It comes as no surprise that such a high state of tension would eventually come to blows, and it did at St Albans in the May of 1455. St Albans is considered by some to be the first battle of a civil war that has come to be known as the Wars of the Roses.
In a battle that lasted just one hour, a number of notable Lancastrian nobles including, Henry Percy, Thomas Clifford, and Edmund Beaufort were killed. After the battle Henry VI was captured, Richard, Duke of York assured Henry of his loyalty and along with the Earl of Warwick accompanied the king to London. Just under two months later, at the beginning of July the king opened Parliament and following that, Henry, along with his Margaret of Anjou and their son were moved to Hertford Castle. That November saw the Duke of York appointed as Protector for a second time, and just like the first protectorate it was short, it ended in the last week of February 1456, but York remained an important member of the Royal Council. However, three very troubled years ensued and at the end of which the Duke of York, with Richard Neville as his enforcer, would make his play for the crown of England.
In those intervening years two battle's took place The Battle of Ludford Bridge in the October of 1459 and the Battle of Blore Heath on the 23rd September 1459, where Margaret of Anjou is said to have watched from the tower of a local church.
The Earl of Salisbury, which knew the sleights, strategies and policies of warlike affairs, suddenly returned, and shortly encountered with the Lord Audley and his chief captains, ere the residue of his army could pass the water. The fight was sore and dreadful. The earl desiring the saving of his life, and his adversaries coveting his destruction, fought sore for the obtaining of their purpose, but in conclusion, the earl's army, as men desperate of aid and succour, so eagerly fought, that they slew the Lord Audley, and all his captains, and discomfited all the remnant of his people...

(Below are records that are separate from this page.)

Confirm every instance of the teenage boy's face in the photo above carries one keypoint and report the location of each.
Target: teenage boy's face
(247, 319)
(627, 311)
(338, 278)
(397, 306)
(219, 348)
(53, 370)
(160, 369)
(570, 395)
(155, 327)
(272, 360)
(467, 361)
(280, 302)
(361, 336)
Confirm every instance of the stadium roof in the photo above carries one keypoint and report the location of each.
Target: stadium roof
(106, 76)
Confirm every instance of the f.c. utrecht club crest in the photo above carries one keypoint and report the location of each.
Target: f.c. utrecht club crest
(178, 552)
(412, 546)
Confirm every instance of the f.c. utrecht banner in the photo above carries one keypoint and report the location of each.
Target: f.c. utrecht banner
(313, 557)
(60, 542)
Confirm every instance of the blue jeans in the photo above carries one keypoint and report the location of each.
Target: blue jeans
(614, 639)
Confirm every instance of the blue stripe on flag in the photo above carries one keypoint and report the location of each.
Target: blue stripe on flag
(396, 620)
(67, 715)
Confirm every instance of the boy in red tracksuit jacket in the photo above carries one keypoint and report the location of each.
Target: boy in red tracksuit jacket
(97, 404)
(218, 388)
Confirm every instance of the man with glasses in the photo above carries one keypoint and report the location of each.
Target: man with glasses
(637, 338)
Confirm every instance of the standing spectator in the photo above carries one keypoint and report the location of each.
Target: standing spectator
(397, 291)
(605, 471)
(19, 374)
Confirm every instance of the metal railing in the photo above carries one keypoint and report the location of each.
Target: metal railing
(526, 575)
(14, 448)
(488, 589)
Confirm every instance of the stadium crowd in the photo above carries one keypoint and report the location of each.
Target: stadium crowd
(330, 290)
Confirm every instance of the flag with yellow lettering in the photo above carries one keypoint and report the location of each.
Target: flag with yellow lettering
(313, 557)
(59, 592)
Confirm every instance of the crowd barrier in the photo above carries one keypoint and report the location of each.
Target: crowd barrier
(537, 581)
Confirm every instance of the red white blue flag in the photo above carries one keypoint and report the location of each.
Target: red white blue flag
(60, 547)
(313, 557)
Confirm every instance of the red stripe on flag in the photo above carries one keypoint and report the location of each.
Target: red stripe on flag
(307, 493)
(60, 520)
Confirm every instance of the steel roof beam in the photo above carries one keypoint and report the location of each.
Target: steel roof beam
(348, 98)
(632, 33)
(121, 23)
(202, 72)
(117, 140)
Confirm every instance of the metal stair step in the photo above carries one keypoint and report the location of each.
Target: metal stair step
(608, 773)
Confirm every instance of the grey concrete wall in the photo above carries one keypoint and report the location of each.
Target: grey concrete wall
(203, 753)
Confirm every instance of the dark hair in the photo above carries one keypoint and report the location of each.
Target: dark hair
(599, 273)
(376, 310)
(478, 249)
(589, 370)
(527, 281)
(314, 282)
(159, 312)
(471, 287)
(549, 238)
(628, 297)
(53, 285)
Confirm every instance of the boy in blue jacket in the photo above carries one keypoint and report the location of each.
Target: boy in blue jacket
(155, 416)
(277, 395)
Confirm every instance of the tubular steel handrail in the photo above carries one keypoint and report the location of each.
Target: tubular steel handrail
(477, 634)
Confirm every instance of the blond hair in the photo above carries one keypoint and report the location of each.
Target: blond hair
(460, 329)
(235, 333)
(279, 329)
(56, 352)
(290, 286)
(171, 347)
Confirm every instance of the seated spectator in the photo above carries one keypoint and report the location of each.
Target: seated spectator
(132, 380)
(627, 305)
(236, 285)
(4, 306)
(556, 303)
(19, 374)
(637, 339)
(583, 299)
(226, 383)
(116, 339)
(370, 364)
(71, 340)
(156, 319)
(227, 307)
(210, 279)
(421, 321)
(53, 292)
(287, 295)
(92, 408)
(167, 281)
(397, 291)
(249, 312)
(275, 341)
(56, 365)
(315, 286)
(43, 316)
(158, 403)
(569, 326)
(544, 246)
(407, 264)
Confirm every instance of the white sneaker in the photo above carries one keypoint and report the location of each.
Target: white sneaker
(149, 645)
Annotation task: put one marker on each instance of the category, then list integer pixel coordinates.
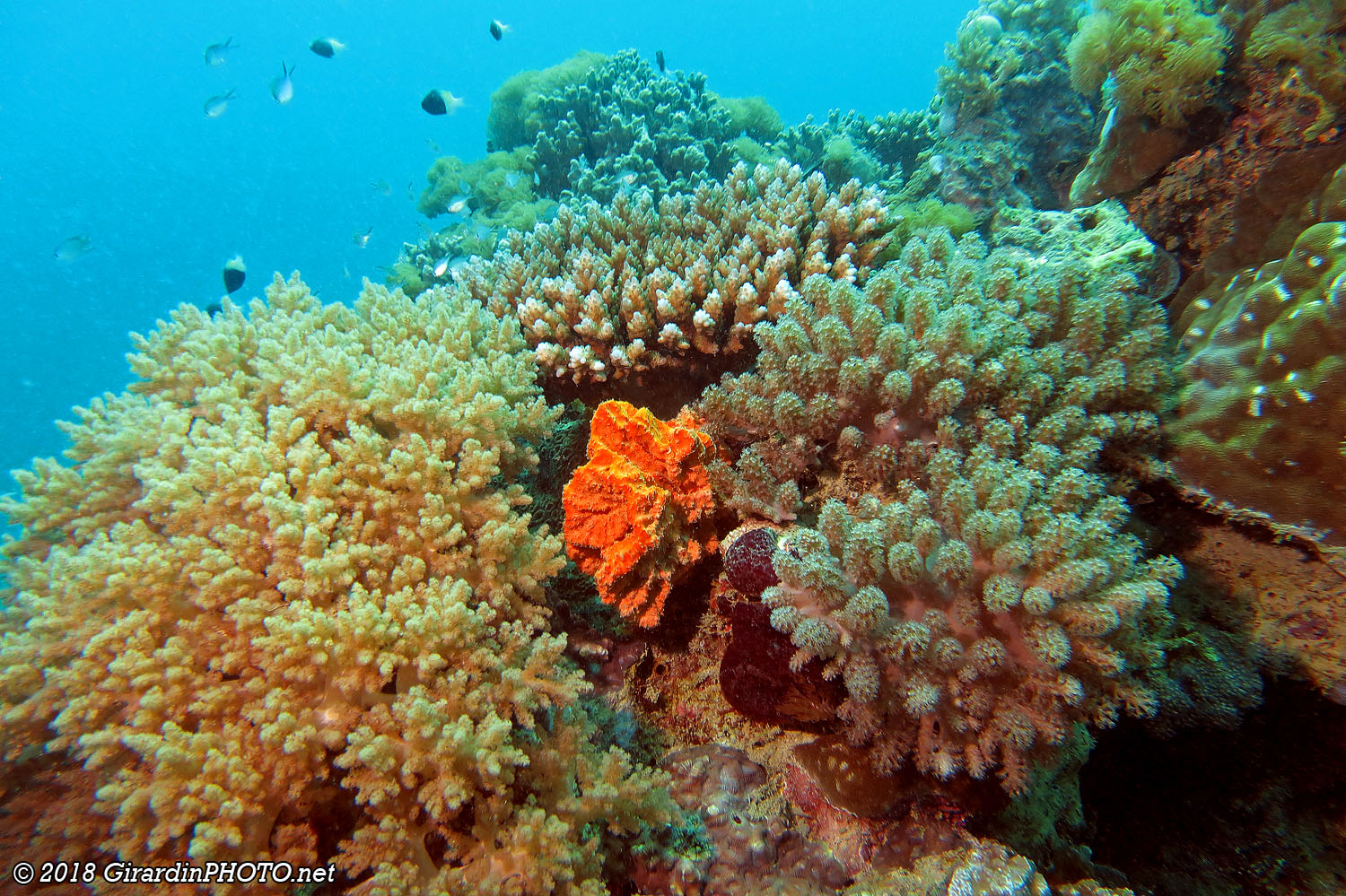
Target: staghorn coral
(608, 292)
(1163, 57)
(284, 607)
(514, 118)
(625, 126)
(1260, 422)
(979, 868)
(748, 849)
(966, 575)
(640, 513)
(1047, 342)
(1010, 126)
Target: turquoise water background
(102, 132)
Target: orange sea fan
(640, 513)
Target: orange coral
(640, 511)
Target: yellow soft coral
(1163, 56)
(284, 607)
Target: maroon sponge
(747, 561)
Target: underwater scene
(675, 449)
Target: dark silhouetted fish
(234, 274)
(215, 105)
(73, 248)
(328, 48)
(441, 102)
(218, 53)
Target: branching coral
(966, 575)
(1010, 126)
(947, 347)
(283, 607)
(640, 513)
(606, 292)
(1260, 424)
(495, 190)
(626, 126)
(1163, 57)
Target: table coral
(640, 513)
(605, 292)
(963, 568)
(1260, 412)
(283, 607)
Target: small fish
(326, 48)
(234, 274)
(73, 248)
(215, 105)
(217, 53)
(282, 88)
(441, 102)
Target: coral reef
(851, 145)
(495, 190)
(982, 866)
(608, 292)
(1163, 57)
(640, 513)
(1160, 61)
(514, 117)
(284, 607)
(1264, 377)
(747, 559)
(1221, 206)
(1303, 38)
(748, 849)
(1010, 126)
(963, 570)
(619, 128)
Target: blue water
(102, 134)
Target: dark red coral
(756, 681)
(747, 560)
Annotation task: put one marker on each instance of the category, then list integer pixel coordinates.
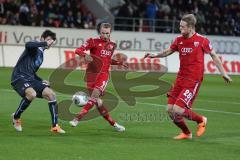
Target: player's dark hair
(49, 33)
(190, 19)
(104, 24)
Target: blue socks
(22, 107)
(53, 108)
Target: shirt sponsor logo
(186, 50)
(106, 53)
(196, 44)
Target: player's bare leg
(49, 95)
(190, 115)
(96, 100)
(179, 122)
(30, 94)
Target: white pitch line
(199, 109)
(154, 104)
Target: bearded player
(97, 72)
(191, 47)
(30, 86)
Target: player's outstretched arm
(219, 65)
(165, 53)
(35, 44)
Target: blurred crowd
(215, 17)
(48, 13)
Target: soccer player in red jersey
(97, 72)
(191, 47)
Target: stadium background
(139, 26)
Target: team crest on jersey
(196, 44)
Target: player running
(191, 47)
(97, 73)
(28, 85)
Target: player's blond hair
(190, 19)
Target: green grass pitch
(146, 138)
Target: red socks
(189, 114)
(179, 121)
(104, 112)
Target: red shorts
(183, 92)
(98, 81)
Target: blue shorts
(21, 84)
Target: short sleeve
(174, 45)
(207, 46)
(89, 44)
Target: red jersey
(191, 54)
(101, 51)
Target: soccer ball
(80, 99)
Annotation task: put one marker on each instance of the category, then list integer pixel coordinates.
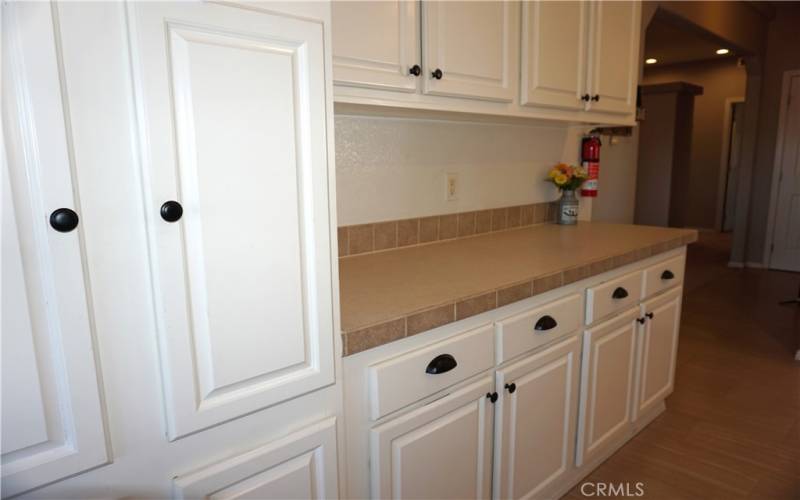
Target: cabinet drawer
(400, 381)
(537, 327)
(612, 296)
(662, 276)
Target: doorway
(784, 247)
(731, 147)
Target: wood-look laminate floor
(732, 426)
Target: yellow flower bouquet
(567, 177)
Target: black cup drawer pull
(441, 364)
(545, 323)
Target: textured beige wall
(721, 79)
(394, 168)
(782, 54)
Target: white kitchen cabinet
(614, 56)
(536, 421)
(657, 350)
(440, 450)
(467, 49)
(301, 465)
(52, 411)
(377, 45)
(233, 128)
(607, 384)
(553, 54)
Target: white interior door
(471, 44)
(607, 384)
(658, 350)
(232, 126)
(52, 416)
(301, 465)
(535, 431)
(614, 59)
(554, 54)
(786, 236)
(376, 44)
(442, 450)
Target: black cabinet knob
(171, 211)
(441, 364)
(619, 293)
(64, 220)
(545, 323)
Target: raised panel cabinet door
(614, 56)
(301, 465)
(536, 421)
(658, 350)
(607, 384)
(470, 43)
(52, 415)
(439, 451)
(554, 54)
(232, 126)
(376, 44)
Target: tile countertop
(390, 295)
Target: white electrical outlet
(451, 187)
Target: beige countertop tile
(387, 286)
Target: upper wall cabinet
(377, 45)
(233, 129)
(554, 54)
(571, 61)
(614, 49)
(52, 409)
(467, 49)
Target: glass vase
(568, 208)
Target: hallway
(732, 425)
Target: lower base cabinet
(441, 450)
(607, 385)
(536, 421)
(301, 465)
(657, 351)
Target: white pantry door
(614, 55)
(786, 239)
(376, 44)
(52, 416)
(232, 127)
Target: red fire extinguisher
(590, 159)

Three months later the wheel of fortune would turn again this time favouring Henry VI's forces. On the 12th October the Yorkist regrouped at Ludford Bridge, but discouraged by the size of the Lancastian army they retreated when they found themselves opposite their enemy across the River Teme. During the night many of York's army deserted, and this was followed by a retreat the next morning, the Duke of York and his son Edmund of Rutland headed for Ireland, Richard Neville, his father and York’s eldest son Edward, later Edward IV fled to Calais.
Following Blore Heath John Sutton, Audley's commander, was captured but later released and eventually made Treasure of Henry VI's household. He was a survivor of the Wars of the Roses, in later years he was pardoned by both Edward IV and Henry VII.
The Yorkist leader, the Earl of Salisbury, would lose his life just over a year later at the Battle of Wakefield.